Someone -and I won't name them- commented on my proposal for a Hadoop Summit EU talk, Secrets of YARN development: "I am reading YARN source code for the last few days now and am curious to get your thoughts on this topic - as I think HOYA is a bad example (sorry!) and even the DistributedShell is not making any sense."
My response: I don't believe that DShell is a good reference architecture for a YARN app. It sticks all the logic for the AM into the service class itself, doesn't do much on failures, avoids the whole topics of RPC and security. It introduces the concepts but if you start with it and evolve it, you end up with a messy codebase that is hard to test -and you are left delving into the MR code to work out how to deal with YARN RM security tokens, RPC service setup, and other details that you'd need to know in production
- Embraces the service model as the glue to building a more complex application.
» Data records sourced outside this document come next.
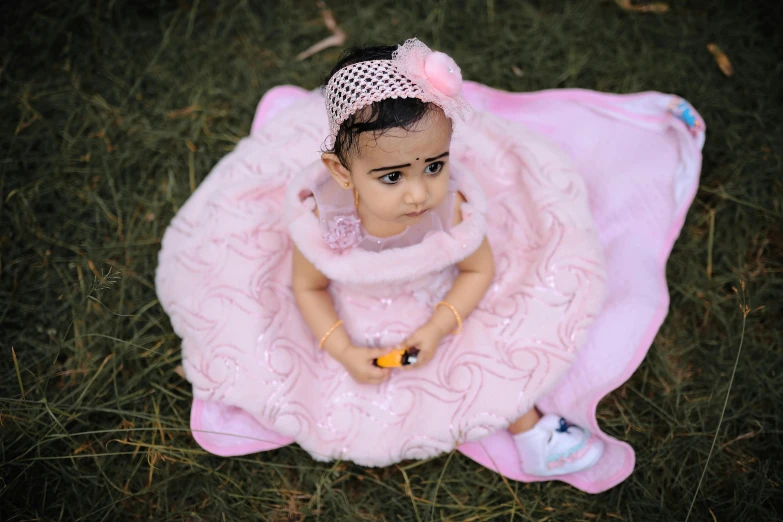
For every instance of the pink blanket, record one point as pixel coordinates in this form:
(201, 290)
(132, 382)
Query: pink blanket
(640, 157)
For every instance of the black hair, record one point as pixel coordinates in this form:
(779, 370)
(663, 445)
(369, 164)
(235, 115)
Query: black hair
(382, 115)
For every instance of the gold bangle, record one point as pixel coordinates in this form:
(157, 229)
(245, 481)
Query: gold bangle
(328, 333)
(456, 316)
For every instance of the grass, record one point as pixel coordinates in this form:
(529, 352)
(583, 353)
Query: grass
(113, 111)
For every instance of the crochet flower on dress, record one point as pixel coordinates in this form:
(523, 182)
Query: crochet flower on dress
(343, 232)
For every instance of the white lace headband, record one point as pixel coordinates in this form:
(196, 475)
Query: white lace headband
(414, 71)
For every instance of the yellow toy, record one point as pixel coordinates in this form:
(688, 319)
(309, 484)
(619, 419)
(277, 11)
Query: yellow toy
(397, 358)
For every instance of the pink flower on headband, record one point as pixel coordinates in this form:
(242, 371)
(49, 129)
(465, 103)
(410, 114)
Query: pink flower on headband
(436, 73)
(414, 71)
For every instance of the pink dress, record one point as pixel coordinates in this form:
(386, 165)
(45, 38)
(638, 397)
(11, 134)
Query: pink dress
(225, 276)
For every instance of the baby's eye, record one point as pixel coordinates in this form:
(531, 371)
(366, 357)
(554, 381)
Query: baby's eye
(434, 168)
(391, 178)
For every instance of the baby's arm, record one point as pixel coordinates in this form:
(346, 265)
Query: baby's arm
(316, 306)
(475, 276)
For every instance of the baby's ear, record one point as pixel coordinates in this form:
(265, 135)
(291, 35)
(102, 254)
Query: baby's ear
(338, 171)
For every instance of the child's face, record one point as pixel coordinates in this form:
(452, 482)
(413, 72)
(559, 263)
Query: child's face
(419, 179)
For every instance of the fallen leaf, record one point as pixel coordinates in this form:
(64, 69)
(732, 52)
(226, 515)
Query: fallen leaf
(657, 7)
(338, 35)
(721, 59)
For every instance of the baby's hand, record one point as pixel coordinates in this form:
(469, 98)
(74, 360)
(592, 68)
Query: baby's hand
(358, 362)
(426, 339)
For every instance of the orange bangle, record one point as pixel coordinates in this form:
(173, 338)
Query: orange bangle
(328, 333)
(456, 316)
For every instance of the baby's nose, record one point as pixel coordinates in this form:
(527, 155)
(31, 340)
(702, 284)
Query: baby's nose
(417, 193)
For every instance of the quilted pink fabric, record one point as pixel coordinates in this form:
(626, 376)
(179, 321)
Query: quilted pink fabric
(640, 165)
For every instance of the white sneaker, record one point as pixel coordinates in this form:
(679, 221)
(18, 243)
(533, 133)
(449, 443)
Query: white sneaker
(553, 447)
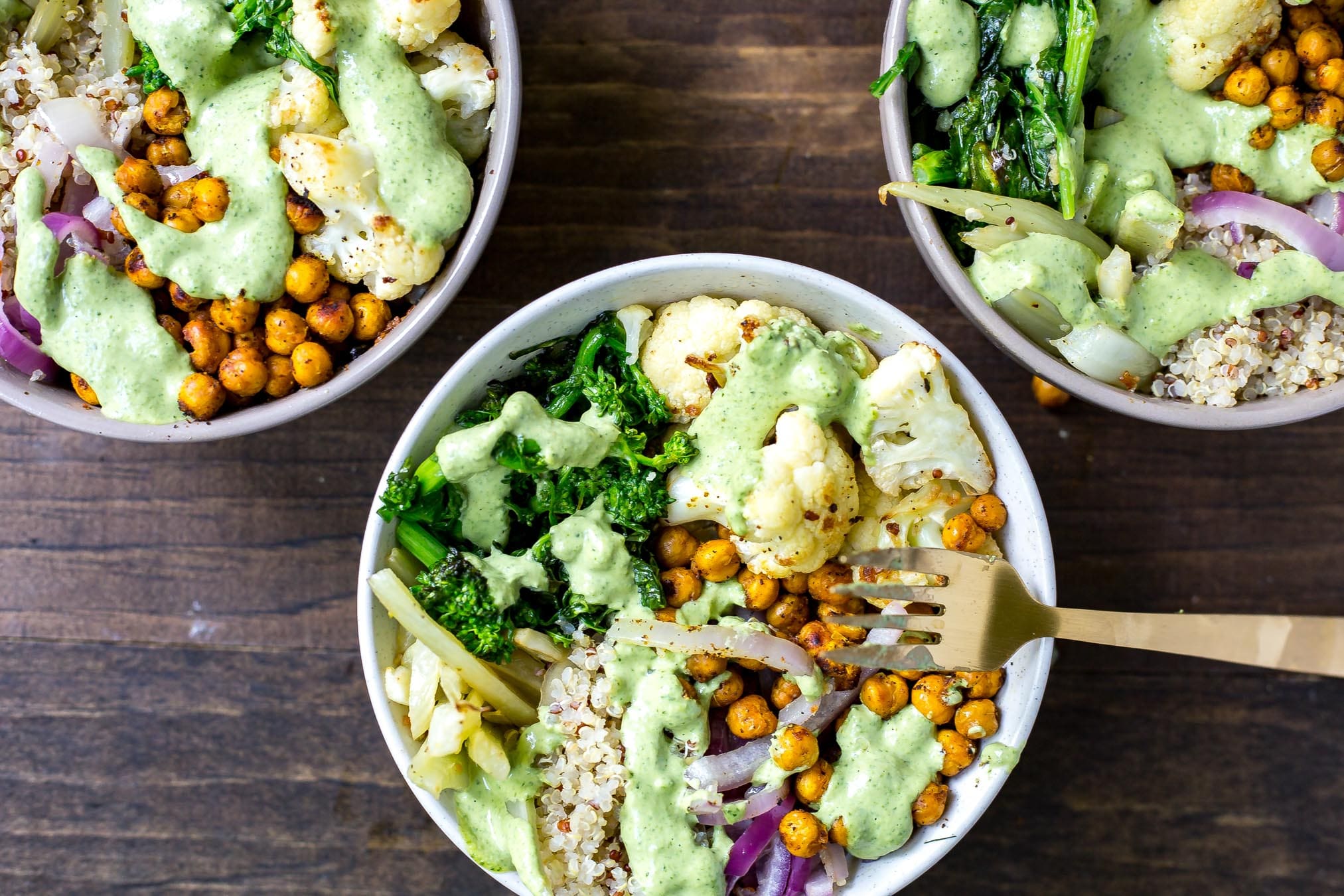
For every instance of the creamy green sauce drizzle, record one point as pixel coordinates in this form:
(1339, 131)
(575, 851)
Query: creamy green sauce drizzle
(881, 771)
(94, 321)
Shows my SmartFrog experience in building workflows and apps from service aggregation.
- Completely splits the model of the YARN app from the YARN-integration layer, producing a model-controller design. Where the model can be tested independently of YARN itself.
- Provides a mock YARN runtime to test some aspects of the system --failures, placement history, best-effort placement-history reload after unplanned AM failures --and lays the way for simulating the model can handle 1000+ clusters.
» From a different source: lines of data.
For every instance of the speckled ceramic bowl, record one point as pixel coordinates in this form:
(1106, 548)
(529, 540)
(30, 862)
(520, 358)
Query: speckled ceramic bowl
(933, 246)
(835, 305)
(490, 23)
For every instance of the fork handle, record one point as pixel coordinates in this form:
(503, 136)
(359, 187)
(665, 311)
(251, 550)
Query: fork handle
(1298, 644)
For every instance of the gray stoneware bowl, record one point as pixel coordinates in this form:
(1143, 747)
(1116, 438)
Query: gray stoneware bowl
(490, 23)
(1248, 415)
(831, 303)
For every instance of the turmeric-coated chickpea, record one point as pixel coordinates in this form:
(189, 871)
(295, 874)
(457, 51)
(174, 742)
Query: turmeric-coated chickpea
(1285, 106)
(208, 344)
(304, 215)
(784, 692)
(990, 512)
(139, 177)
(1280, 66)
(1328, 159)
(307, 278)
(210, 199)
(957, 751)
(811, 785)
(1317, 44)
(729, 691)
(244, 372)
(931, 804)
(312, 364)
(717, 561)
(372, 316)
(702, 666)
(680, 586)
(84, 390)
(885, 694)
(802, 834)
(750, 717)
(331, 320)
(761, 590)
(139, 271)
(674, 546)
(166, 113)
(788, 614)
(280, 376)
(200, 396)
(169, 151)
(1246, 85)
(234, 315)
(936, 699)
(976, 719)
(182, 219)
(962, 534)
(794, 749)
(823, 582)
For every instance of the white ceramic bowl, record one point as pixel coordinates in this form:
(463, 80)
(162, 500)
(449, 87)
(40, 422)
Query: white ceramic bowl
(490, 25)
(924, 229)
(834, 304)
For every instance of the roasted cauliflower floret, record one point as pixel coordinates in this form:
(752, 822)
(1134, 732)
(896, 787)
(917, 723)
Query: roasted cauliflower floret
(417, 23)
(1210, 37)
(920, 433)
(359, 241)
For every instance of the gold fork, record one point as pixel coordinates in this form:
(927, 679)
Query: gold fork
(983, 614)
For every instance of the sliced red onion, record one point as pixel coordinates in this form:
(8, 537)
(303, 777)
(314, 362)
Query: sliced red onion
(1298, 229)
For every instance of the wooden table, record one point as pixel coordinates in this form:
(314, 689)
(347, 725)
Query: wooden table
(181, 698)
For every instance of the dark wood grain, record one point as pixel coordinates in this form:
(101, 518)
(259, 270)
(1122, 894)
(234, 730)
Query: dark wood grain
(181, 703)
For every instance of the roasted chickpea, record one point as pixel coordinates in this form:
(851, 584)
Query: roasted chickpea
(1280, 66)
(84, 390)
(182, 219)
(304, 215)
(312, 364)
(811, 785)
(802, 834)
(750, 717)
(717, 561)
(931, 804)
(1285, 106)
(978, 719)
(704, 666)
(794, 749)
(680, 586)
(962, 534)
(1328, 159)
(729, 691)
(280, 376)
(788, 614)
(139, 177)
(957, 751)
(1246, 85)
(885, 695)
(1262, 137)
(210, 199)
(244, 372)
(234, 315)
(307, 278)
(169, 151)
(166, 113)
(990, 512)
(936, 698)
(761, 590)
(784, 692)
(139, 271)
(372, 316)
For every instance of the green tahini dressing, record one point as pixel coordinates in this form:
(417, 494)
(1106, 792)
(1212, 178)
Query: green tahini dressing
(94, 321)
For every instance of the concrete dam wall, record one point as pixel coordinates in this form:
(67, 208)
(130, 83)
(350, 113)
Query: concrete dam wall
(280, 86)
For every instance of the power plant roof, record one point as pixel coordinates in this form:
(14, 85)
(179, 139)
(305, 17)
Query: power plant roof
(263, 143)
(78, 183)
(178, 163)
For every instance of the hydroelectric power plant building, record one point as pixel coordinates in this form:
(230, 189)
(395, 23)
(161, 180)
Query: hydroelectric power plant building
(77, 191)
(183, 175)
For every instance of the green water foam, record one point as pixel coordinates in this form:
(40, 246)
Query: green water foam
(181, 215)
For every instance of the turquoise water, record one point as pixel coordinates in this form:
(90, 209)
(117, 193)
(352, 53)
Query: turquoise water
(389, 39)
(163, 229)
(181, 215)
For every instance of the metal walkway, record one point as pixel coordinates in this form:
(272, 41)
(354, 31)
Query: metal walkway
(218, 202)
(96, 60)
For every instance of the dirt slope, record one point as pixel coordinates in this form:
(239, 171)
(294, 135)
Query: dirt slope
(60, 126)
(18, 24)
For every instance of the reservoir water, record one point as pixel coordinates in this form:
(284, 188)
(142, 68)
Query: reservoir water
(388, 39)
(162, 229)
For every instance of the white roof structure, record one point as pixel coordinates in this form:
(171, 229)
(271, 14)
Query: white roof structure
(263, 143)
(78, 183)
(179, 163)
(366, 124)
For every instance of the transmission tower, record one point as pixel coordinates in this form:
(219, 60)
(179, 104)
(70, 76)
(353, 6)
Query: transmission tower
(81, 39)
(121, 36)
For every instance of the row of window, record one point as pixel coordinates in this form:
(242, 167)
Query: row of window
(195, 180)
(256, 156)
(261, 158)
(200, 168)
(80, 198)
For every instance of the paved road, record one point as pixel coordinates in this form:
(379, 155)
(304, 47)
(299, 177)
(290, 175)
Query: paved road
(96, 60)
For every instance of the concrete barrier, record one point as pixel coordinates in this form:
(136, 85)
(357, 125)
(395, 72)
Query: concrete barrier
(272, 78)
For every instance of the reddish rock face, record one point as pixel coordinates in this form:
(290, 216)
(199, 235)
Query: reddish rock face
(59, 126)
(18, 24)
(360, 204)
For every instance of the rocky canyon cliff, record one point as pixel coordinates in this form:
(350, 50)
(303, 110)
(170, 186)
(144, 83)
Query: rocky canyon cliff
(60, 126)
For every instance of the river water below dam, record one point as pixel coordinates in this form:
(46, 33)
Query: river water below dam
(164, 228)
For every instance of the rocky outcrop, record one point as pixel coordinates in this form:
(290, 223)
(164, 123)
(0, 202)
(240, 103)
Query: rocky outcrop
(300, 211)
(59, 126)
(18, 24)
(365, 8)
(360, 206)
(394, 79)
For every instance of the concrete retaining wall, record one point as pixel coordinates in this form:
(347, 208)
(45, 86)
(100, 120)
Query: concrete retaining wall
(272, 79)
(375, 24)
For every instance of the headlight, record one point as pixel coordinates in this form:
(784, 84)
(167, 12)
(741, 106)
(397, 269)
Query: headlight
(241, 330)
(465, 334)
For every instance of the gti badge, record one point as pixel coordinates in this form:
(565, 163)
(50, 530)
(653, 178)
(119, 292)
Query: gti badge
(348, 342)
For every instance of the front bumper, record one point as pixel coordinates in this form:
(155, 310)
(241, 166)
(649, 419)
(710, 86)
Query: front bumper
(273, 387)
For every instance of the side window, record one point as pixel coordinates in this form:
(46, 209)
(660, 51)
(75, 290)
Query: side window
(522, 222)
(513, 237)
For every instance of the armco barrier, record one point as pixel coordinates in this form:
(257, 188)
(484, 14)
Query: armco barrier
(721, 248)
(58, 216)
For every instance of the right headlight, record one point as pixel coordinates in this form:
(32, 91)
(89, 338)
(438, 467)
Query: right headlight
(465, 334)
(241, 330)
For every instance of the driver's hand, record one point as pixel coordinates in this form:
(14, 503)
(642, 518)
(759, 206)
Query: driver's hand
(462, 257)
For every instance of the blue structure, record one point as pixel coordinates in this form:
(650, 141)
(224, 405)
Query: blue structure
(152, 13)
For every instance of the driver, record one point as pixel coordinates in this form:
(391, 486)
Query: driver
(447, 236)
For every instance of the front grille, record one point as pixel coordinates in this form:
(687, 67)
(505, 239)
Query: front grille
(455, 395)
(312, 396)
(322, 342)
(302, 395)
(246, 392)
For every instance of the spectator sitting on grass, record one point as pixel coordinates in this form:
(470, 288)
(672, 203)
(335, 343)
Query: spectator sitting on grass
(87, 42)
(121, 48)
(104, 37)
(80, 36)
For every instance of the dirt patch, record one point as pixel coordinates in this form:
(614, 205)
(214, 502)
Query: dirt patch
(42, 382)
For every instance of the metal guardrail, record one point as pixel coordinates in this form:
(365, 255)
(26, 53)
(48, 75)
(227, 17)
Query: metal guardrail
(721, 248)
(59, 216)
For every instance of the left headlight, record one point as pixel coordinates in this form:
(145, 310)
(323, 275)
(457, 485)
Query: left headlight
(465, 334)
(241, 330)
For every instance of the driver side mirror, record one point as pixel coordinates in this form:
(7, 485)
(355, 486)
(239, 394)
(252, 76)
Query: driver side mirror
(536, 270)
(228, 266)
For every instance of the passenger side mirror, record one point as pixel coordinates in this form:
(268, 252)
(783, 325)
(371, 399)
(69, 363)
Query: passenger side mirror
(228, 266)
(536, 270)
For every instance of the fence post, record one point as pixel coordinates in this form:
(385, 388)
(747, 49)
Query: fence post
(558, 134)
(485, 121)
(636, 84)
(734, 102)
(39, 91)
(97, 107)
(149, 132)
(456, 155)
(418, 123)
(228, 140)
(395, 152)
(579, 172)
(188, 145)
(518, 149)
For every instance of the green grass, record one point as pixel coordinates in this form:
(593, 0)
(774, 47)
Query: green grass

- Contains a test suite that even kills HBase masters and Region Servers to verify that the system recovers.
- Implements the secure RPC stuff that Dshell doesn't and which isn't documented anywhere that I could find.
- Bundles itself up into a tarball with a launcher script -it does not rely on Hadoop or YARN being installed on the client machine.
Where it is weak is
- It's now got too sophisticated for an intro to YARN.
- I made the mistake of using protobuf for RPC which is needless complexity and pain. Unless you really, really want interop and waste a couple of days implementing marshalling code I'd stick to the classic Hadoop RPC. Or look at Thrift.
- I need to revisit and cleanup of bits of the client side provider/template setup logic.
- We need to implement anti-affinity by rejecting multiple assignments to the same host for non-affine roles.
- It's pure AM-side, starting HBase or Accumulo on the remote containers, but doesn't try hooking the containers up to the AM for any kind of IPC.
- We need to improve its failure handling with more exponential backoff, moving average blacklisting and some other details. This is really fascinating, and as Andrew Purtell pointed me at phi-accrual failure detection, is clearly an opportunity to some interesting work.
I also filed a JIRA "rework DShell to be a good reference design", which means implement the MVC split and add a secure RPC service API to cover that topic.
Otherwise: have a look at the twill project in incubation. If someone is going to start writing a YARN app, I'd say: start there.